ESIPFed / science-on-schema.org

science-on-schema.org - providing guidance for publishing schema.org as JSON-LD for the sciences
Apache License 2.0
113 stars 33 forks source link

Additional hints in sitemaps to support efficient harvesting #200

Open datadavev opened 2 years ago

datadavev commented 2 years ago

Some collections may have large numbers of records describing different kinds of information (e.g. Datasets, Awards, and People) that may each have landing pages, and each landing page may have an entry in the sitemap.

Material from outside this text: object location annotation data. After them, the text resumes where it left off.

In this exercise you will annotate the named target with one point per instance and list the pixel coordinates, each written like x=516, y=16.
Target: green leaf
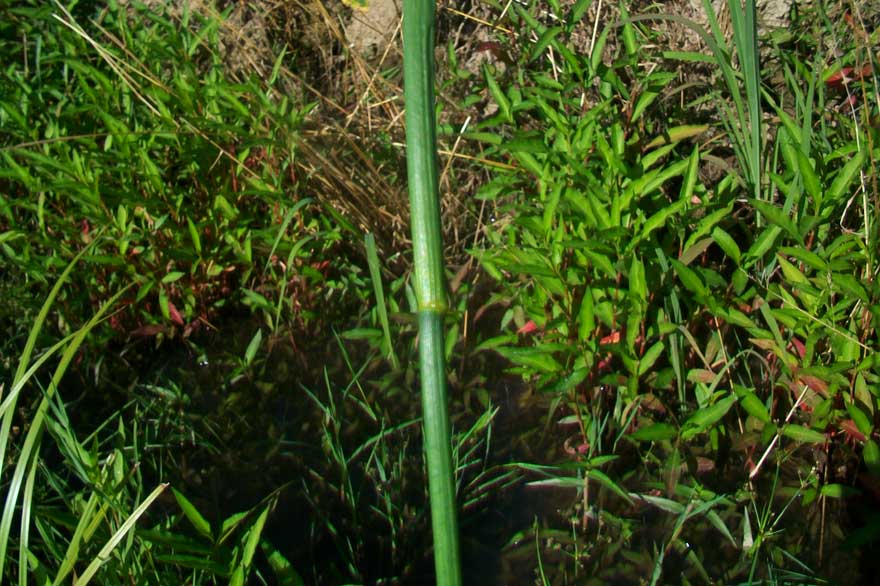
x=763, y=243
x=586, y=317
x=284, y=571
x=605, y=481
x=253, y=539
x=650, y=357
x=498, y=94
x=689, y=279
x=839, y=491
x=705, y=418
x=802, y=434
x=253, y=347
x=195, y=517
x=655, y=432
x=194, y=236
x=752, y=405
x=726, y=242
x=845, y=177
x=637, y=283
x=777, y=216
x=871, y=455
x=531, y=358
x=863, y=423
x=811, y=180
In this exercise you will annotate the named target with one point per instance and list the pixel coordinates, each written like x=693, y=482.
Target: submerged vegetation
x=661, y=316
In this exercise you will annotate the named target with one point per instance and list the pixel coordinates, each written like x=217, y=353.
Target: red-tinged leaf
x=529, y=327
x=849, y=427
x=799, y=347
x=174, y=314
x=613, y=338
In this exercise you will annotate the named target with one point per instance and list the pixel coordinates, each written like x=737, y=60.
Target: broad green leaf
x=655, y=432
x=253, y=347
x=172, y=277
x=726, y=242
x=637, y=283
x=871, y=454
x=677, y=134
x=531, y=358
x=752, y=405
x=808, y=257
x=839, y=491
x=498, y=94
x=689, y=279
x=803, y=434
x=284, y=571
x=586, y=317
x=810, y=179
x=194, y=236
x=860, y=418
x=763, y=243
x=704, y=418
x=193, y=515
x=777, y=216
x=605, y=481
x=650, y=357
x=845, y=176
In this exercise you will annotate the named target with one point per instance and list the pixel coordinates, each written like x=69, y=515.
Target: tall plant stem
x=418, y=72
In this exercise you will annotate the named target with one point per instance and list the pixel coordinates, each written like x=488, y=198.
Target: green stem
x=418, y=71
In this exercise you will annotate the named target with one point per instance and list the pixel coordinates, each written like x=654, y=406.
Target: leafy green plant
x=640, y=303
x=104, y=509
x=188, y=169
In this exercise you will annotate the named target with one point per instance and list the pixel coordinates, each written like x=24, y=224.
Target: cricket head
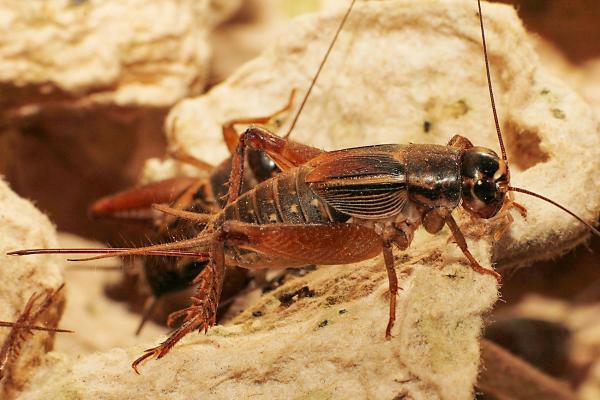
x=485, y=181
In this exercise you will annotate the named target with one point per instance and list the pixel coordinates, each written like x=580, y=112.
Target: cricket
x=277, y=203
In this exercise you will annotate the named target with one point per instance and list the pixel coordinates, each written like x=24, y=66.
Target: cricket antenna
x=314, y=80
x=539, y=196
x=489, y=79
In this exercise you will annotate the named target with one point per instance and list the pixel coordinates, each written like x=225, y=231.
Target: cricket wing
x=367, y=183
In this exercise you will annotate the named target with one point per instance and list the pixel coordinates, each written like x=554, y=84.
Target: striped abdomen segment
x=286, y=198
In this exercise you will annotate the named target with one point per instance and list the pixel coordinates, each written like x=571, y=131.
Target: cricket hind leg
x=285, y=153
x=202, y=314
x=230, y=135
x=388, y=258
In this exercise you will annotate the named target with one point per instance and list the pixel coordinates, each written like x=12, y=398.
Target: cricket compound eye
x=485, y=181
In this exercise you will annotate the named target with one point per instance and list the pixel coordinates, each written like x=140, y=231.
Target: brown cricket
x=335, y=207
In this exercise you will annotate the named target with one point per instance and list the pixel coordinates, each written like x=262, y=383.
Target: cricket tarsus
x=37, y=304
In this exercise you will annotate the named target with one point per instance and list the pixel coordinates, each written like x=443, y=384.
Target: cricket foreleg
x=462, y=244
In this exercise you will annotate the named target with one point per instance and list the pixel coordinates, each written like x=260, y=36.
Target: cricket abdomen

An indexer only interested in Datasets would need to inspect all entries advertised in the sitemap to find Dataset entries, which can be inefficient and a needless use of resources.

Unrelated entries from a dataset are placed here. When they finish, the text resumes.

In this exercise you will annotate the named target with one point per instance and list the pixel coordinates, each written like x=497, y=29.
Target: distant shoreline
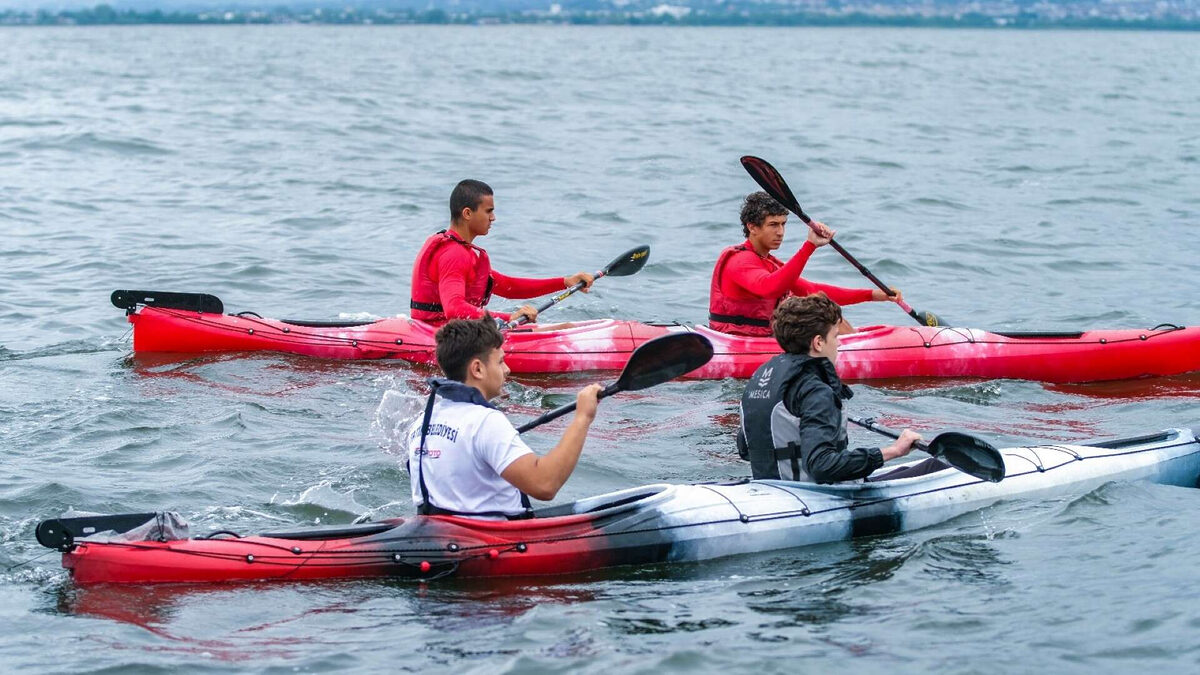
x=105, y=15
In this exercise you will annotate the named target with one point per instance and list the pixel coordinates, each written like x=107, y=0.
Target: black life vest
x=771, y=434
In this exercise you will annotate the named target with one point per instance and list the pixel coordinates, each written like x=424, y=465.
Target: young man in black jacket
x=792, y=422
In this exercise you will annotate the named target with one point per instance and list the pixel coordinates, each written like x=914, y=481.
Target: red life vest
x=750, y=316
x=425, y=303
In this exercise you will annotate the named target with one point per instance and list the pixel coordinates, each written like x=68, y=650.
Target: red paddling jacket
x=454, y=279
x=747, y=287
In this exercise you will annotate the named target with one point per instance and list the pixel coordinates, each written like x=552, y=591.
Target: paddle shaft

Sitemaps are extensible, and one option may be to provide type hints in the <url> section of the sitemap. For example:

<?xml version="1.0" encoding="UTF-8"?>
<urlset 
    xmlns="http://www.sitemaps.org/schemas/sitemap/0.9" 
    xmlns:rdf="http://www.w3.org/1999/02/22-rdf-syntax-ns#"
>
  <url>
    <loc>https://arcticdata.io/catalog/view/doi%3A10.18739%2FA2ST7DZ2Q</loc>
    <lastmod>2021-12-07T12:15:05Z</lastmod>
    <rdf:type>http://schema.org/Dataset</rdf:type>
  </url>
</urlset>

An obvious challenge is that many types may be expressed in a single landing page, and so which should be specified in the hint? This would be up to the provider, if there is a clear intention of presenting a specific type in the referenced <loc>, then a hint can be provided, and such hints may be used by a consumer.